11 Jan American Women Missionaries, Christian Homes and Romantic Love in Meiji Japan
Rui Kohiyama (Tokyo Woman’s Christian University, Japan)
Wednesday, January 11, 2017 / 4:00 PM
HSSB 4080
American women missionaries are well known for their educational and reformatory intervention in various mission fields in Asia. Although their initiatives in criticizing child marriage and widowhood in India and foot-binding in China are famous, those in Japan are vague: all we have been told is that they introduced “modern education for women” in Japan. This presentation will clarify the relationship between “modern education for women” and the missionary aim of creating Christian homes, and point out the unexpected outcome of the missionary education: nurturing “romantic love” in mission schools.

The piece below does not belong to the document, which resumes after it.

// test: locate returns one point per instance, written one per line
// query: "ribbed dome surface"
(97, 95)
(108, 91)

Rui Kohiyama is Professor of American and Gender Studies at Tokyo Woman’s Christian University in Japan. She is the author of As Our God Alone Will Lead Us: The Nineteenth-Century American Women’s Foreign Missionary Enterprise and Its Encounter with Meiji Japan (in Japanese, 1992) and coeditor/coauthor of Introduction to the History of Gender in the United States (in Japanese, 2010). Kohiyama has held Rockefeller and Fulbright fellowships, and has been the President of the Gender History Association of Japan, Vice President of the Japanese American Studies Association, Executive Board of the International Federation for Research on Women’s History and Managing Director of the Society of Historical Studies of Christianity, Japan.
Sponsored by the IHC’s Reinventing Japan RFG, East Asia Center, the Department of East Asian Languages and Cultural Studies, and the Hull Chair of Feminist Studies.